The Library (Sunday)
This painting was inspired by an article from The Big Issue that I read while in Edinburgh, Scotland, in 2004. The article was about the war in Chechnya and featured a partial photograph of the bombed Holland House Library following an air raid in London in 1940. I was struck by the juxtaposition of well-dressed gentlemen calmly reading and perusing books amid the smoking debris of the roofless structure. I found myself reflecting on the irony of humanity’s knowledge and our tendency toward self-destruction. This idea fit the world of INVI that I had created to explore these concepts, hence the reference to my Sunday and Umbrella series of paintings through the central window.
When I began composing the painting, I only had access to two-thirds of the original image, as it had been cropped for the article. Not realizing there was more, I invented the right side of the composition to depict more modern figures that could be interpreted as being of another gender, age, or race. The painting is on a black canvas, inlaid with holographic paper collage (my first use of the material) on the central mirror, the artwork on the left wall, and inside the open book on the right.
With the painting nearing completion at the end of 2004, I left Scotland to spend time with family and, upon returning, was stopped by immigration and told I would not be allowed to reenter the country because my entry clearance form was missing from my approved six-month visa extension. The British Consulate had forgotten to staple the form to my documentation, and though the office in Glasgow had it in their folder, it was deemed my fault for attempting to enter the country with incomplete paperwork. I returned to the United States with little savings and no immediate way back. Over the next several years, I worked to clear up the issue, and in 2006 I was able to return to Scotland to retrieve the painting, which had been stored and displayed in the green room of a popular music club on Leith Walk. I removed the canvas from its stretcher, rolled it up, and flew it back with me to New London, Connecticut.

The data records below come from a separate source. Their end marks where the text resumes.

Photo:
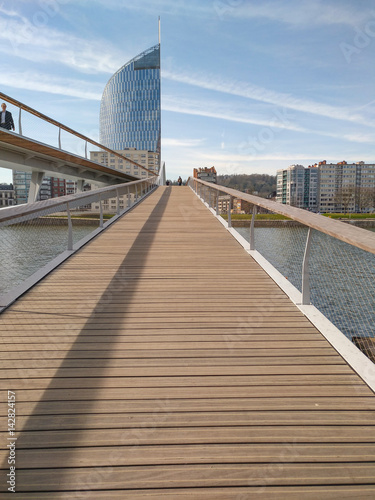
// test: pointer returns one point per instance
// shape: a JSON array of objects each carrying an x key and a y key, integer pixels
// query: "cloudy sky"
[{"x": 249, "y": 86}]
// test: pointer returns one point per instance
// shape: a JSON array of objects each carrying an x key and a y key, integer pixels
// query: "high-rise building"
[{"x": 130, "y": 114}]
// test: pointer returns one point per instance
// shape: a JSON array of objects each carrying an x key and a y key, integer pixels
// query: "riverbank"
[{"x": 364, "y": 223}]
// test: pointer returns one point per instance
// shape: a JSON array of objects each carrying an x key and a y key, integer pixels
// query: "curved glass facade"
[{"x": 130, "y": 106}]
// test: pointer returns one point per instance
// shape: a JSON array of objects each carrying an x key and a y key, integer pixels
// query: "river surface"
[
  {"x": 342, "y": 277},
  {"x": 25, "y": 248}
]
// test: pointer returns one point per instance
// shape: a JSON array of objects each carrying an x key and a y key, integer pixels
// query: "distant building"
[
  {"x": 130, "y": 110},
  {"x": 328, "y": 187},
  {"x": 6, "y": 196},
  {"x": 346, "y": 187},
  {"x": 241, "y": 206},
  {"x": 144, "y": 158},
  {"x": 51, "y": 187},
  {"x": 298, "y": 186},
  {"x": 224, "y": 203},
  {"x": 206, "y": 174}
]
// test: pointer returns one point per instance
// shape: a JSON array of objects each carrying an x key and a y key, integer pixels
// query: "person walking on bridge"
[{"x": 6, "y": 119}]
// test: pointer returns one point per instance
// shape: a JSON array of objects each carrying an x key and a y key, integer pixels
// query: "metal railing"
[
  {"x": 330, "y": 263},
  {"x": 54, "y": 135},
  {"x": 36, "y": 237}
]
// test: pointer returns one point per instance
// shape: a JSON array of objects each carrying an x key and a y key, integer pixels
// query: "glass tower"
[{"x": 130, "y": 106}]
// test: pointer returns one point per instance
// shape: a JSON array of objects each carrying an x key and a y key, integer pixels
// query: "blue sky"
[{"x": 249, "y": 86}]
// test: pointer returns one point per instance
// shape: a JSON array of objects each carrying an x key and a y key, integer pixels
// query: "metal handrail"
[
  {"x": 61, "y": 126},
  {"x": 13, "y": 214},
  {"x": 356, "y": 236}
]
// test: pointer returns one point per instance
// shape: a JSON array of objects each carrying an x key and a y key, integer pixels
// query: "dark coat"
[{"x": 9, "y": 124}]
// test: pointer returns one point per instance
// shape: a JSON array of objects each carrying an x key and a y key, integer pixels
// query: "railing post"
[
  {"x": 229, "y": 212},
  {"x": 101, "y": 213},
  {"x": 19, "y": 122},
  {"x": 118, "y": 202},
  {"x": 305, "y": 271},
  {"x": 70, "y": 229},
  {"x": 252, "y": 239}
]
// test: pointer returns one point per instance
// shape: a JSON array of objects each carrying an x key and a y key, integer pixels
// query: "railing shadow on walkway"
[{"x": 139, "y": 250}]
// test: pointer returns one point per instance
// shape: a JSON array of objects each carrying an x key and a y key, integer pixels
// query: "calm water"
[
  {"x": 342, "y": 277},
  {"x": 26, "y": 248}
]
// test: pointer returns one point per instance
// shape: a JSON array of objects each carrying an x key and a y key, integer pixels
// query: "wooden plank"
[
  {"x": 197, "y": 435},
  {"x": 203, "y": 475},
  {"x": 121, "y": 419},
  {"x": 311, "y": 492},
  {"x": 193, "y": 454},
  {"x": 96, "y": 380}
]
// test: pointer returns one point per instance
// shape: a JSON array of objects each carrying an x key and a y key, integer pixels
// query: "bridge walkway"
[{"x": 162, "y": 362}]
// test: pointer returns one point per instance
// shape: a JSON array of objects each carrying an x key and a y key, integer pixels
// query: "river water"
[
  {"x": 25, "y": 248},
  {"x": 342, "y": 277}
]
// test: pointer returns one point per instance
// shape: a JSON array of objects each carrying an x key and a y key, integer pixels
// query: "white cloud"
[
  {"x": 53, "y": 85},
  {"x": 185, "y": 143},
  {"x": 38, "y": 42},
  {"x": 303, "y": 14},
  {"x": 256, "y": 93}
]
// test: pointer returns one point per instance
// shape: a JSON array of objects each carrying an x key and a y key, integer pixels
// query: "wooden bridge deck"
[{"x": 162, "y": 362}]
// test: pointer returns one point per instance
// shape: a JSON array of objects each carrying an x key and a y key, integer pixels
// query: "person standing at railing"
[{"x": 6, "y": 119}]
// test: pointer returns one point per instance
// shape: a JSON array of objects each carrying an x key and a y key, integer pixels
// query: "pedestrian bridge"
[
  {"x": 161, "y": 360},
  {"x": 22, "y": 152}
]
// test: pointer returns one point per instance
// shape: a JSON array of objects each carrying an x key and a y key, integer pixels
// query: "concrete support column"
[{"x": 35, "y": 183}]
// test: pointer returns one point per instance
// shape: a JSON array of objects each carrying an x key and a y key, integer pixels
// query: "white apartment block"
[
  {"x": 328, "y": 187},
  {"x": 298, "y": 186}
]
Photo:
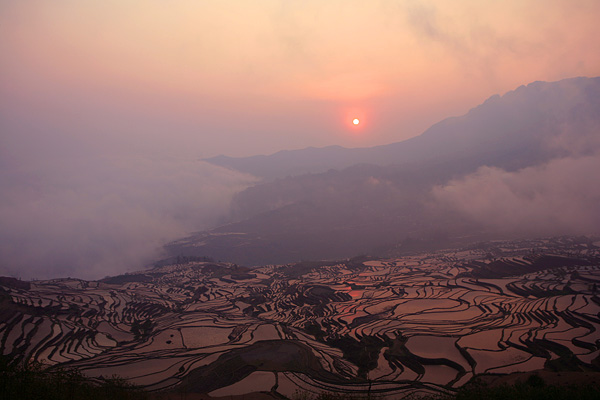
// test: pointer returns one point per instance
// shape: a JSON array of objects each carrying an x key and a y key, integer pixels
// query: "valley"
[{"x": 418, "y": 324}]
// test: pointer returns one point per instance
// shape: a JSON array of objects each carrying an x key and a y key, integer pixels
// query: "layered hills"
[{"x": 334, "y": 202}]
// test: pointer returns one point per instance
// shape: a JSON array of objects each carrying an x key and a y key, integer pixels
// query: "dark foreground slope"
[
  {"x": 422, "y": 324},
  {"x": 385, "y": 198}
]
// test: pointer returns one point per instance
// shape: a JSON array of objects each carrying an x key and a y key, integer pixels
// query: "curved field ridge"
[{"x": 418, "y": 324}]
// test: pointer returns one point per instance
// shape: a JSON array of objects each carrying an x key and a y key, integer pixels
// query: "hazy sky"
[
  {"x": 249, "y": 77},
  {"x": 106, "y": 105}
]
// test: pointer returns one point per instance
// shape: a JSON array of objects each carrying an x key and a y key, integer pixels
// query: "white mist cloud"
[
  {"x": 94, "y": 216},
  {"x": 559, "y": 197}
]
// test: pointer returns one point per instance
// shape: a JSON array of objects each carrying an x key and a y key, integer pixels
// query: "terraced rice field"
[{"x": 419, "y": 324}]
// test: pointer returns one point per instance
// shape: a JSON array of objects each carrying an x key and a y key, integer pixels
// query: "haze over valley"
[{"x": 299, "y": 200}]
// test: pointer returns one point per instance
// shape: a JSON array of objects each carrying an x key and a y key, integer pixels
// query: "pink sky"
[{"x": 203, "y": 78}]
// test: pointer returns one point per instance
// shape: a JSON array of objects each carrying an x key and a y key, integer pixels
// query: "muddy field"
[{"x": 419, "y": 324}]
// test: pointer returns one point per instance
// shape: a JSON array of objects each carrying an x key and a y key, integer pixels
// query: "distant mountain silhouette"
[
  {"x": 510, "y": 130},
  {"x": 334, "y": 202}
]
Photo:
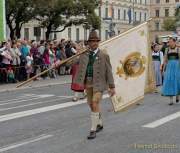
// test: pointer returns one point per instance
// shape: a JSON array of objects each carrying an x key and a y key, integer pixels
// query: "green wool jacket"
[{"x": 102, "y": 71}]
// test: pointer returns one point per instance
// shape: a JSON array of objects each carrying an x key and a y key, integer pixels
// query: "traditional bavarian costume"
[
  {"x": 157, "y": 57},
  {"x": 171, "y": 84}
]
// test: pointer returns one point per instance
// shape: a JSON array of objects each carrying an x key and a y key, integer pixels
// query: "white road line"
[
  {"x": 66, "y": 96},
  {"x": 163, "y": 120},
  {"x": 36, "y": 97},
  {"x": 36, "y": 103},
  {"x": 41, "y": 110},
  {"x": 19, "y": 98},
  {"x": 42, "y": 137}
]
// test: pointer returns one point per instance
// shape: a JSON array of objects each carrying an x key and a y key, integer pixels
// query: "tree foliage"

Over the next 20 years, I found occasions to complete the painting and kept the work with me wherever I moved. Now in Akron, Ohio, the painting is proudly displayed in our downtown Akron gallery. My hope is to someday sell it, see it become part of a permanent museum collection, and use the funds from the sale to return to the world of INVI to create the many more paintings from this series that I have never stopped dreaming of.